The sluggishness in the farm sector emerged as a concern. The farm sector grew 1.7% in the September quarter, slower than the previous quarter’s 2.3% and below the 4.1% in the second quarter of 2016-17.
“The clear conclusion that one can draw is that the value added originating from the rural sector has slowed more sharply than the urban sector for the first half. Overall the source of growth in the first half has been the urban areas. However certain important schemes such as the Bharatmala, low cost housing in rural areas are expected to mitigate the trend,” said Soumya Kanti Ghosh, group chief economic adviser at State Bank of India.
“Nevertheless the policy prescription for the next the coming budget should be that the rural focus of the previous two budgets must continue. There is also a need to prioritize certain rural schemes on an urgent basis. The doubling of farm income must receive the thrust,” he said.
SOURCE – TOI
Final GST data may push up Q2 GDP
The Goods and Services Tax (GST) appears to have had an immediate and significant impact on economic growth, according to tax analysts and government officials.
The fiscal second quarter (July-September), which coincided with the July 1 roll-out of GST, saw GDP growth accelerate to 6.3%, from 5.7% in the first quarter. The new indirect tax regime had an impact — both in terms of the methodology of calculating GDP, as well as on the performance of the input parameters themselves.
‘Uncertainty over GST’
“In a normal year, businesses are conversant with the tax processes, and so know their tax liability, so the collections are usually in line with what is anticipated,” TCA Anant, Chief Statistician of India and Secretary to the Ministry of Statistics and Programme Implementation, said on Thursday. “However, this year, the uncertainty surrounding GST procedures, and the leeway the government has given in terms of extended deadlines, has meant that the indirect tax collections for the particular period are still being updated.” Gross Domestic Product (GSP) is calculated by adding the indirect taxes figure to Gross Value Added (GVA), and subtracting subsidies, Mr. Anant said, highlighting the reason that GST collections are so crucial for accurate GDP computation.
“On the one hand, there would possibly have been some disruption in the early days of GST due to the uncertainty surrounding the new processes,” Anis Chakravarty, Lead Economist at Deloitte India, told The Hindu. “On the other hand, net taxes are added back to the GVA and somewhat lower collections on the GST front could have had some dampening effect as compared to a non-GST year.”
Mr.
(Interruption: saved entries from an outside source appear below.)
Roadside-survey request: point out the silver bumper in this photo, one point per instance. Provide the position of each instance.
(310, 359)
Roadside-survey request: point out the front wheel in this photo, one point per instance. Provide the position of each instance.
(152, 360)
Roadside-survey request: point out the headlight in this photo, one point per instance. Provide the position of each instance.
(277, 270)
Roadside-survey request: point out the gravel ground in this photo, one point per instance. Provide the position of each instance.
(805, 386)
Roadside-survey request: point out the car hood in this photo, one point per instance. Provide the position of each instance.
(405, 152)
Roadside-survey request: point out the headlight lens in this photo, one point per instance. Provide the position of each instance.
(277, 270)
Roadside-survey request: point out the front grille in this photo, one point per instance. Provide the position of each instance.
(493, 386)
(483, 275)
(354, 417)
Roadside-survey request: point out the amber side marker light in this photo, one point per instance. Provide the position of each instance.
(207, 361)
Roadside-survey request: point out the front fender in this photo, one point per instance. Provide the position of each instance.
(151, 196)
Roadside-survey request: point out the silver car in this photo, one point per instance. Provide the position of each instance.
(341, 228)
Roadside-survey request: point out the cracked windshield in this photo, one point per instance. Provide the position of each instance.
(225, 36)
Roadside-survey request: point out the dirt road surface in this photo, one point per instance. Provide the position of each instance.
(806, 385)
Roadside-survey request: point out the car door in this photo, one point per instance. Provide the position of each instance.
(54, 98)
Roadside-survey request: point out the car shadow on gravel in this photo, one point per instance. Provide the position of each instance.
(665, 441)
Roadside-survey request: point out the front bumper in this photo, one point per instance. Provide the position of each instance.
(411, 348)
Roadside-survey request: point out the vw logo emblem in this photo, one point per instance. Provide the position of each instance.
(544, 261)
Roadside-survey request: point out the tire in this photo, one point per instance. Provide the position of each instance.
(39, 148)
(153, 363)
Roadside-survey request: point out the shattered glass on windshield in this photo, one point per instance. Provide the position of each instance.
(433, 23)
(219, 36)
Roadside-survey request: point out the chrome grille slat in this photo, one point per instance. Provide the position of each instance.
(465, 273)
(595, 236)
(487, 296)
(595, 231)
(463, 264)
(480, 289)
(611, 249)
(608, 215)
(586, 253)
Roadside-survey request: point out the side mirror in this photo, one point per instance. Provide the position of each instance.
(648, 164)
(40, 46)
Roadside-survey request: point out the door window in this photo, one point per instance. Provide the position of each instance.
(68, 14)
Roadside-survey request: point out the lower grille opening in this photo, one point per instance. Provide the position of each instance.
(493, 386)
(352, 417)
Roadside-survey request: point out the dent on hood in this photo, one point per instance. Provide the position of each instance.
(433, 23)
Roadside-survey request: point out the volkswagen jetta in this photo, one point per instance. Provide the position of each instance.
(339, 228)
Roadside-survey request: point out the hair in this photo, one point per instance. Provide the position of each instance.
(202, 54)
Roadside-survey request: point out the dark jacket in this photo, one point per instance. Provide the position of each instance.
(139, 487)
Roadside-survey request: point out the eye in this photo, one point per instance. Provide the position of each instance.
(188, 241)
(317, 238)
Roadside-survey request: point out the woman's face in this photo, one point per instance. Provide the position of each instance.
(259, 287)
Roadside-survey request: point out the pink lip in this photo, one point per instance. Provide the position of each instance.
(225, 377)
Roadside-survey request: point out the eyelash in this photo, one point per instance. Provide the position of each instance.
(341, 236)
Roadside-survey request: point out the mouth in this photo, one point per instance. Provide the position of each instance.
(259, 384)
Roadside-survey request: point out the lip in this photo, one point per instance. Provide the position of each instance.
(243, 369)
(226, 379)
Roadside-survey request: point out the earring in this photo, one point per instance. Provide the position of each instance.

Anant said the GDP data for the second quarter could see an upward revision when the government released its revised estimates as it would reflect the final indirect tax collections — a figure that would include the taxes collected from late filers as well.
“The Q2 growth pick up is almost entirely due to the growth pick up in manufacturing, which came to a standstill prior to GST due to destocking,” D.K. Srivastava, Chief Policy Advisor at EY India, said. “When GST got implemented, then orders started flowing in and growth picked up. So, GST has had a major impact on this quarter’s growth rate. In the coming quarters, the GST reforms in terms of rates and compliance should play a significant part in manufacturing sector growth.”
Mr. Anant said services was another area impacted by GST as earlier sales tax data was used to gauge activity.
“What we looked at instead was the sales tax collections for items that are currently outside GST, and what we found was that there is a stable ratio between those collections and overall sales tax collections in the past,” Mr. Anant said. “So, we used that as the basis to estimate services sector activity in this quarter.”
According to tax analysts, the services sector, especially hotels and restaurants, have suffered due to the increase in their effective tax rate under GST, and so the tax collection data from these sectors could be dampened.